Do wystaw Zofii Kulik, Jankowskiego, Flicińskiego i Kozyry ukazały się również katalogi, które odtąd wydawane są w serii publikacji w formacie poziomym, z ilustracjami, mające przeciętnie dziesięć stron. Można je pobrać w formacie PDF ze strony internetowej Galerii. Poza tym cztery razy w roku ukazuje się biuletyn informacyjny w języku angielskim pod tytułem ŻAK BRANICKA NEWSPAPER.

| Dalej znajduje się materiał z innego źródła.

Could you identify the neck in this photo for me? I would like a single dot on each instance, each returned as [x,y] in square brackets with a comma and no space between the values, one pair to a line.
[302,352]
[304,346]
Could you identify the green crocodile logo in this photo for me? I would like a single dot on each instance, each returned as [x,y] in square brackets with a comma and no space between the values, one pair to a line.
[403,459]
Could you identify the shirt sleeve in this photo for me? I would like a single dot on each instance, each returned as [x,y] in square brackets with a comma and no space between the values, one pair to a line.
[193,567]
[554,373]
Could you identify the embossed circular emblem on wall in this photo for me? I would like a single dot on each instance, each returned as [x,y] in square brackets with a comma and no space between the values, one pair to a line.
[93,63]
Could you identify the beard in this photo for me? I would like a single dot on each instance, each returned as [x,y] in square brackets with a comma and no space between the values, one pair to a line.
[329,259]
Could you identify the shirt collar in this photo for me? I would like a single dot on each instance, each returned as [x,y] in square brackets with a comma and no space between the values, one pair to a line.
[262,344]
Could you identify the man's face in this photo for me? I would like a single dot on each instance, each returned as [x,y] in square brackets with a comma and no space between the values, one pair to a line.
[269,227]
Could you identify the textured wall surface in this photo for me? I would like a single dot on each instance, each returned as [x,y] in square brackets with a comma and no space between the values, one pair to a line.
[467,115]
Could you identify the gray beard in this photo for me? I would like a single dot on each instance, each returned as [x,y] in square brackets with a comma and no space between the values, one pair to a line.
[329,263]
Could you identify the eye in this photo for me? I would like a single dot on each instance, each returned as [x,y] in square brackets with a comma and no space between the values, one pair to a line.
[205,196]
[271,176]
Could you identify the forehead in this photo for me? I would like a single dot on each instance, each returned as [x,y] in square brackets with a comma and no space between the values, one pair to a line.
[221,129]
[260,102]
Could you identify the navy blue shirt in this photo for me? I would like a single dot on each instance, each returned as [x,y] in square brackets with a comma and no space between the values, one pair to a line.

Realizacja w pełni polskiego programu, nigdy nie była jej celem, wyjaśnia Monika Branicka. Jednak, jako nowo powstała berlińska galeria nieposiadająca wystarczających znajomości czy ugruntowanej sieci kontaktów, nie miałyby możliwości zwrócenia się do znanych lub co najmniej pozytywnie zaistniałych na rynku sztuki artystów i artystek. Tacy artyści współpracowali już z galeriami o światowym zasięgu. Sytuacja w Polsce była jednak inna. Rynku sztuki tam nie było, zaś liczba galerii i kolekcjonerów była znikoma. Właścicielki Galerii mogły więc bez problemu nawiązać kontakty z tymi artystami, których ceniły najbardziej: „To byli i są najlepsi twórcy sztuki w Polsce, Zofia Kulik, Józef Robakowski i w późniejszym czasie także Ryszard Waśko. To klasycy, znani również w Niemczech.” Z Berlina obserwowały młodych polskich twórców sztuki, częściowo jeszcze studiujących na akademiach sztuk pięknych w Polsce czy w Niemczech, i wybierały największe talenty. Wśród nich znalazła się Agnieszka Polska (*1985 w Lublinie), która w owym czasie studiowała na trzecim roku w Akademii Sztuk Pięknych w Krakowie, po czym kontynuowała studia w Berlinie. W międzyczasie wzięła udział w 57. edycji Biennale w Wenecji a w 2017 roku jest nominowana do Preis der Nationalgalerie (nagroda berlińskiej Galerii Narodowej). W Galerii artystka zaistniała po raz pierwszy, gdy na wystawie zbiorowej z udziałem siedmiu artystów sztuk wizualnych z Polski pod tytułem „Video Point” w 2008 roku pokazano jej video „Video Gymnastics” oraz „Grass Film (Hair)”.